The burning of municipal and medical waste was once a major source of mercury emissions. A reduction in the use of mercury along with state and federal regulations, however, has led to a decrease in emissions from this source by over 95%.

Trends in Air Emissions

Every year, industrial and commercial facilities are required to report their releases of chemicals through EPA's Toxics Release Inventory (TRI) Program. You can view a chart showing the annual amount of mercury emissions into the air from facilities throughout the United States from 2003 to the present.

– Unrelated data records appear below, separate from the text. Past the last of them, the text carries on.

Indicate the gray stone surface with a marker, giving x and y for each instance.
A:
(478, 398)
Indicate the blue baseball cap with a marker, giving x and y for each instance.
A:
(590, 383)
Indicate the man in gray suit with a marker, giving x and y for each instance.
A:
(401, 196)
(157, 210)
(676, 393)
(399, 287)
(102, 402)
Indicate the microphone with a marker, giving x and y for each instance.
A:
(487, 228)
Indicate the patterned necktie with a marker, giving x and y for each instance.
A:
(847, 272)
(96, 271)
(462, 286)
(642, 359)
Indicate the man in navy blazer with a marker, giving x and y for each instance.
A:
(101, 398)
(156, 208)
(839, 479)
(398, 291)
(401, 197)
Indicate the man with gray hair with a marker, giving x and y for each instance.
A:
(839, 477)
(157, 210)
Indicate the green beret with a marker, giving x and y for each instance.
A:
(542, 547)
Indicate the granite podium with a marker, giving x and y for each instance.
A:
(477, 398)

Mercury Emissions around the Globe

What happens to mercury after it is emitted depends on several factors: the form of mercury emitted, the location of the emission source, how high above the landscape the mercury is released (for example, the height of a power-plant stack), the surrounding terrain, and the weather.

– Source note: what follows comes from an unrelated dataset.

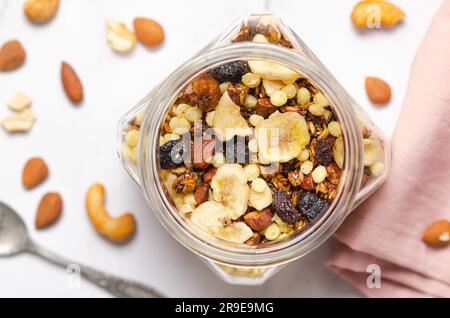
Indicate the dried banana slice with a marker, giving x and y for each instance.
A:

Depending on these factors, mercury in the atmosphere can be transported over a range of distances -- anywhere from a few feet from its source, to halfway around the globe -- before it is deposited in soil or water. Mercury that remains in the air for prolonged periods of time and travels across continents is said to be in the "global cycle." One major source of mercury emissions outside of the U.S. is small-scale gold mining that occurs in many countries.

Additional Resources

• EPA’s Report on the Environment – Mercury Emissions • Mercury Study Report to Congress, Volume II: An Inventory of Anthropogenic [Human-Caused] Mercury Emissions in the United States • Mercury Emissions: The Global Context • Report: Children's Exposure to Elemental Mercury (Agency for Toxic Substances & Disease Registry) (2009)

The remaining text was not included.